Halloren Kugeln
Das Geheimnis der Kugel

• Klaus Lellé, Chef der Halloren Schokoladenfabrik in Halle an der Saale, ist gerade ein Zahn gezogen worden – der erste überhaupt, wie er betont –, weshalb er bei den hauseigenen Produkten leider nicht wie gewohnt zugreifen kann. "Normalerweise esse ich 100 bis 150 Gramm Schokolade täglich." Das ist dem schlanken, leger mit Dreitagebart daherkommenden 51-Jährigen ebenso wenig anzusehen wie seine Vergangenheit als Banker.
Nach elf Jahren im Finanzgewerbe war der Pfälzer für Lebensmittelfirmen tätig und wurde 1997 vom Halloren-Eigentümer Paul Morzynski als Geschäftsführer und Mit-Gesellschafter an Bord geholt. Die Marke hat bei Ostdeutschen ein großes Ansehen und immer noch eine Bekanntheit von fast 94 Prozent – "größer als die von Angela Merkel", sagt Lellé.
Er nahm den Verdrängungswettbewerb auf: Der Schokoladenverbrauch stagniert; Konzerne wie Ferrero dominieren den Markt. Der Zwerg musste sich etwas einfallen lassen. Sein Trumpf war ein einzigartiges Produkt – kein Konkurrent hat so etwas wie die Halloren-Kugel mit der zweigeteilten Füllung im Sortiment – und einen geduldigen Hauptgesellschafter. Um im Westen Fuß zu fassen, wo die Marke nur etwa jedem Vierten bekannt ist, übernahmen die Hallenser dort einen großen Pralinenproduzenten. Und eine Firma, die unter anderem Weihnachtsmänner und Osterhasen herstellt. Mittlerweile deckt Halloren das gesamte Schoko-Spektrum von billig bis gehoben ab.

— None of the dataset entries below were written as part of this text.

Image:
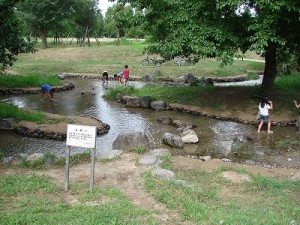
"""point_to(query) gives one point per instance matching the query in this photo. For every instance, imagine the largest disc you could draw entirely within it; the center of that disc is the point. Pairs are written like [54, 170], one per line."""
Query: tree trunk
[44, 38]
[118, 37]
[270, 70]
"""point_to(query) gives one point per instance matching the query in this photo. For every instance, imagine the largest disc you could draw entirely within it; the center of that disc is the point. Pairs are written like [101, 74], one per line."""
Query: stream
[216, 137]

Geadelt wurde der einstige DDR-Vorzeigebetrieb durch einen Auftrag des schwedischen Königshauses: Halloren durfte die Hochzeits-Pralinen für die Kronprinzessin Victoria und ihren Angetrauten herstellen, weil sie über eine Technik für sehr dünnwandige Leckereien verfügen. Weil auf solche PR-trächtigen Glücksfälle kein Verlass ist, braucht es auch eigene Ideen. So hat Lellé ein Museum gegründet, in dem ein fast vollständig aus Schokolade hergestelltes Zimmer steht – Anknabbern verboten. Die Weihestätte für Schleckermäuler lockt jährlich mehr als 100 000 Besucher an und ist, auf so etwas achtet der Chef, profitabel.
Für seinen Expansionskurs brauchte er Kapital, und weil der Ex-Banker weiß, "dass nichts ungünstiger ist, als von Banken abhängig zu sein", besorgte er sich das Geld bei den Kunden. 2004 legte er eine Anleihe auf, die von Halloren-Fans überzeichnet wurde und zehn Millionen Euro einbrachte. 2009 folgte die nächste. Beim klassischen Marketing hält sich die Firma zurück. Stattdessen ging der Winzling 2007 an die Börse – nicht zuletzt wegen der damit verbundenen Aufmerksamkeit. "Zur vorigen Hauptversammlung kamen mehr als 900 Aktionäre", sagt Lellé. "Das sind alles Markenbotschafter." Zwar gab es für die keine steigenden Kurse, aber eine ordentliche Dividende.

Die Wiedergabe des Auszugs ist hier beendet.